3. Solving the Mystery of the "Missing" Energy

Scientists have been trying to match their computer models with real-world experiments for years. They had a problem:

  • The Old Model: If you only count the "steam" (evaporated neutrons), your computer model predicts too few high-energy neutrons. It's like trying to fill a bucket with a small cup, but the bucket keeps needing more water than the cup can provide.
  • The New Model: When the researchers added the "snap-time" neutrons (the ones they found in their big simulation) to the "steam" neutrons, the math finally worked. The combined model perfectly matched the high-energy data measured in real experiments for Uranium and Californium.

4. Why This Matters

This is a big deal because it's the first time a purely microscopic theory (one that doesn't just guess or assume things exist) has predicted these "snap-time" neutrons and proven they are real.

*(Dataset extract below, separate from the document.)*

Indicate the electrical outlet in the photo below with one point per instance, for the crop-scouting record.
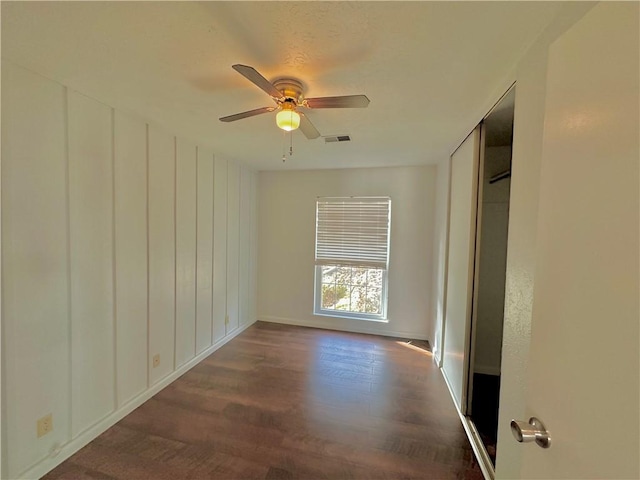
(44, 425)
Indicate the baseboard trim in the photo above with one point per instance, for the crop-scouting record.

  • Before: Scientists had to guess that these neutrons existed because the math didn't add up.
  • Now: The computer simulation naturally produced them without being told to. It's like predicting a storm by watching the clouds move, rather than just assuming a storm is coming because the weather report says so.

The Bottom Line

The paper concludes that when an atom splits, a small but important chunk of the neutrons (about 6% to 10% of the total) are born in the violent moment of the break. These neutrons are distinct because they are always fast and never slow within certain angles.

By finding this "fingerprint" in the data, the researchers have finally separated the "snap-time" neutrons from the "steam" neutrons, giving us a clearer, more accurate picture of how nuclear fission actually works. This helps refine our understanding of the fundamental forces that hold matter together and tear it apart.